E se quel meme incontrato sulle bacheche dei social network non fosse solo un’immagine divertente? Se in qualche modo contenesse una porzione di codice malevolo, opportunamente occultata, al fine di sottrarre informazioni dal computer o dal dispositivo di chi lo visualizza per inviarle a un soggetto non meglio precisato? È quanto accaduto su Twitter, dove il team di ricercatori di Trend Micro ha scovato una nuova tipologia di malware.

Malware nascosti nei meme su Twitter

Ad un primo sguardo del tutto simili a tradizionali JPG, i file (“DqVe1PxWoAIQ44B.jpg” e “DqfU9sZWoAAlnFh.jpg”) in realtà celano attraverso il metodo della steganografia istruzioni che se eseguite catturano uno screenshot di quanto visualizzato sul monitor per inviarlo a un server remoto attraverso il comando “/print”. Altri dati catturati riguardano gli appunti presenti nella clipboard del sistema (“/clip”), il nome dell’utente (“/username”), l’elenco dei processi in esecuzione (“/processos”) e la lista dei documenti contenuti in una cartella specifica (“/docs”).

Il tutto viene spedito a un indirizzo specificato in un testo nell’archivio di Pastebin. I due account responsabili di aver condiviso i post corrotti, registrati nel 2017, sono già stati eliminati dalla piattaforma. Di seguito uno dei meme incriminati, pubblicati tra il 25 e il 26 ottobre di quest’anno, realizzato sulla base di un fotogramma che vede protagonista il Morpheus di Matrix.

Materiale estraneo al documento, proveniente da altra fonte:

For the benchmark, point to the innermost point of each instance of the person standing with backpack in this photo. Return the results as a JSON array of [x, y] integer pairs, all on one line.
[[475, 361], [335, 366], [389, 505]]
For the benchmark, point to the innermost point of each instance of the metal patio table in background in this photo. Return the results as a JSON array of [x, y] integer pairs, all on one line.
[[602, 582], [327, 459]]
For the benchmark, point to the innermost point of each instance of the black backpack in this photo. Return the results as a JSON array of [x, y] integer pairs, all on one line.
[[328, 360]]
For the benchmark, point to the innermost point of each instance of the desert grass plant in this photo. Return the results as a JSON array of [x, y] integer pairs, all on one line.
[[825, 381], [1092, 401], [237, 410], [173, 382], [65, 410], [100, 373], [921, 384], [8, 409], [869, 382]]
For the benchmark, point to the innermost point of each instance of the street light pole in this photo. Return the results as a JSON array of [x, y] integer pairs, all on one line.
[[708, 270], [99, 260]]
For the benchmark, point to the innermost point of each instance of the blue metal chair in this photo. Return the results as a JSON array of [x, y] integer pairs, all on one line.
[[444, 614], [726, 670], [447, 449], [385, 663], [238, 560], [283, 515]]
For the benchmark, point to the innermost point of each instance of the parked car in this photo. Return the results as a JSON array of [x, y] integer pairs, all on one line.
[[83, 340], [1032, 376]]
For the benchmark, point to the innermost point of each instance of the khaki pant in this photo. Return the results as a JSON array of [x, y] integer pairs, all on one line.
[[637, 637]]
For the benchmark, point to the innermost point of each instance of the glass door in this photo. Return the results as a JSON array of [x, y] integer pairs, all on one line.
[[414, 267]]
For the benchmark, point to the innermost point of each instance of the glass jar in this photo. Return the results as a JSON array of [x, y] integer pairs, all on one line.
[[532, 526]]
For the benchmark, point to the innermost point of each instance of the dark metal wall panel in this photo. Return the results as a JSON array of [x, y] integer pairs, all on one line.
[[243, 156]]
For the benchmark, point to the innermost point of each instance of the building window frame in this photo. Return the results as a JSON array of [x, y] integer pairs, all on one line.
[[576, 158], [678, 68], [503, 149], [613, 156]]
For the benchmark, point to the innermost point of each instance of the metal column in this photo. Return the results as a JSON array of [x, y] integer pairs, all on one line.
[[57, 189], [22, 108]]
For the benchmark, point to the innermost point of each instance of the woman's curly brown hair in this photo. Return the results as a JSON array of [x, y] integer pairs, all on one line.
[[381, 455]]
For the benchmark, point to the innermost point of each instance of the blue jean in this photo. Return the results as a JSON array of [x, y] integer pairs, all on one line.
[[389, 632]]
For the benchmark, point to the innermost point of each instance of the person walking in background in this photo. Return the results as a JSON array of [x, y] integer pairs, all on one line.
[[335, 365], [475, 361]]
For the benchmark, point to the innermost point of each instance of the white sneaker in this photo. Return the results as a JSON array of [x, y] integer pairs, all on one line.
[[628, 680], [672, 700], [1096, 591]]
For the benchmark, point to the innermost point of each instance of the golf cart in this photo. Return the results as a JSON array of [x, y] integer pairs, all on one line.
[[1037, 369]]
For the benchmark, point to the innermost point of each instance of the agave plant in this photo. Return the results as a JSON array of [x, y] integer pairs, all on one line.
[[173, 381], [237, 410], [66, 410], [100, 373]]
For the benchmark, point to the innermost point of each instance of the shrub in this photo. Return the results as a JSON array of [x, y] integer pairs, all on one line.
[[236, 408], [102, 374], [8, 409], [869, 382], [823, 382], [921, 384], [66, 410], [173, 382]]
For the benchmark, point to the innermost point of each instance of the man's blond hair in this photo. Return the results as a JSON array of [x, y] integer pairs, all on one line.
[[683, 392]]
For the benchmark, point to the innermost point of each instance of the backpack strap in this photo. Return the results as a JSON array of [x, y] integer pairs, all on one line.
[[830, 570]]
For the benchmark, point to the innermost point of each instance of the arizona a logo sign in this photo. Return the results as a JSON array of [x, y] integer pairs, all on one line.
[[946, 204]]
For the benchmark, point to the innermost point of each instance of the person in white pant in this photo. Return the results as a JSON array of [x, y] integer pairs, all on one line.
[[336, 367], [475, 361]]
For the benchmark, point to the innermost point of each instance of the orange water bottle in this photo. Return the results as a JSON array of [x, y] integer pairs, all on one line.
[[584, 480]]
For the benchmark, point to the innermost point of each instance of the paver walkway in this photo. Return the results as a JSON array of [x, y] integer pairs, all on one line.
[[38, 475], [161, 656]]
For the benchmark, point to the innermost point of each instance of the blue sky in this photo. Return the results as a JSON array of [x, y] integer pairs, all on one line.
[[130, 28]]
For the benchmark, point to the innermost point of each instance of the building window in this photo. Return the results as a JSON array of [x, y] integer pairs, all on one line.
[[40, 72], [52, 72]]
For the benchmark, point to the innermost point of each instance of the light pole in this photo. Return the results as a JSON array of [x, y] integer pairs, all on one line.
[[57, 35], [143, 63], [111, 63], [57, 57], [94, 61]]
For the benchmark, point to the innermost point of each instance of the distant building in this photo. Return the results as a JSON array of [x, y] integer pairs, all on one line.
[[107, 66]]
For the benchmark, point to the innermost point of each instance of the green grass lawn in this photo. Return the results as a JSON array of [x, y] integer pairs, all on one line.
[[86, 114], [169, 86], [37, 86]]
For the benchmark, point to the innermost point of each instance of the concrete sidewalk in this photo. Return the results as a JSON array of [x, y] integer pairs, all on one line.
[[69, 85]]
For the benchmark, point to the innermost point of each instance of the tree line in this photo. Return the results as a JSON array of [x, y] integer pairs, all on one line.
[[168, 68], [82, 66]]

Il meme-malware su Twitter

Stando a quanto riporta Trend Micro, le istruzioni sono eseguite quando il file viene scaricato nel sistema della vittima, ma al momento non è chiaro attraverso quale metodo (non tramite download diretto). Il malware è identificato con il nome in codice TROJAN.MSIL.BERBOMTHUM.AA.

Da un’analisi del post caricato su Pastebin emerge un indirizzo che punta a una risorsa locale (“http://192.168.0.22/upload.php”), dunque non è da escludere l’ipotesi che l’intera operazione non fosse che una sorta di test attuato in previsione di un attacco futuro, magari proprio per mettere alla prova i ricercatori e gli esperti di sicurezza, al fine di valutare la loro capacità di scovare la minaccia. Nel momento in cui viene scritto e pubblicato questo articolo i responsabili dell’azione non sono stati identificati.